Canadians everywhere could use some extra cash right now. The pandemic has left many Canadians’ financial future in shambles. There are those that have lost jobs, and yet still may not be able to apply for the new benefits provided by the Canada Revenue Agency (CRA).
That’s why the best tool in your arsenal right now has to be the Tax-Free Savings Account (TFSA). There are a number of benefits to have a TFSA. Of course, the most obvious: it’s tax free! Any returns you make in your TFSA can be taken out and you do not have to report them to the CRA. This is in contrast to most other investment portfolios.
But the other benefit is you can now put your money to work for you, even in hard economic times. You likely have at least some savings. Those savings should be making you money, and that doesn’t have to come from taking on risky stocks. Instead, as an investor, you should look for companies that are going to be strong in the future, and will continue to provide solid dividends. These dividends will provide passive income no matter what happens with shares.
Buy low and sell high
That’s the first thing investors hear when they begin investing. I’m not saying it’s wrong, but really the first thing you should hear is buy low, and hold. Holding can practically guarantee you will eventually sell high. Most companies with large market capitalizations aren’t going to disappear in a decade or two. So, you need to identify those companies that are likely to be around in the next decade or two, that also offer strong dividends.
The perfect option right now would be a stock like Enbridge (TSX:ENB)(NYSE:ENB). Enbridge is trading far below fair value right now. That’s because the energy sector is in shambles and has been for a few years. Yet Enbridge is an unwarranted casualty. In fact, Enbridge provides a solution to the very issue!
That solution is pipelines. Enbridge has a series of pipeline projects underway that will put an end to the oil glut. That will create movement again and bring revenue and shares soaring upwards across the board. So, Enbridge is likely to see the first movement in share price when the energy sector begins to rebound.
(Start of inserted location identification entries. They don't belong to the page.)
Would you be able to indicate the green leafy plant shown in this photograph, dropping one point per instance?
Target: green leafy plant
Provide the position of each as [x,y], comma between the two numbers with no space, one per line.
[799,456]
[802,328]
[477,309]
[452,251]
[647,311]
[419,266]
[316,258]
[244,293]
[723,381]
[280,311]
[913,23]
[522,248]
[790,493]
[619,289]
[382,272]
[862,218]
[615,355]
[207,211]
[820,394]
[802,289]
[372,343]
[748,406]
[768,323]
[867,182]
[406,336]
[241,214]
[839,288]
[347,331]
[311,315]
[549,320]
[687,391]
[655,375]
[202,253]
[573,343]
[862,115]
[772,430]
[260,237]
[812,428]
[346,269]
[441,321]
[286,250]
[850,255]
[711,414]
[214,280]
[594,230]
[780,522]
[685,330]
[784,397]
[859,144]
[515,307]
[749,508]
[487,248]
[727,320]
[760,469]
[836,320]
It’s also supported by long-term contracts that will keep the company supported for decades. That means its 8.86% dividend yield is safe and incredibly high right now. You’ll be getting a steal on these dividends for what you would have paid last year.
Bottom line
The main word of warning here is that Enbridge is a buy-and-hold stock for decades, but not in 40 years or so. There are huge changes happening right now with renewable energy possibly taking on investor and government cash in the future. Oil and gas could very well go the way of coal in the next few decades.
But this won’t happen overnight, and there will very surely be a rebound in oil and gas that will last some time. And Enbridge will be at the head, as it is already going through the environmental and social barriers to get these pipelines built. Other companies have had to wait much longer.
So, with all that said, you’ll be seeing huge returns in the next few years and a massive dividend while you wait. Just $34,750, about half of your TFSA, towards this stock would bring in $3,043 as of writing!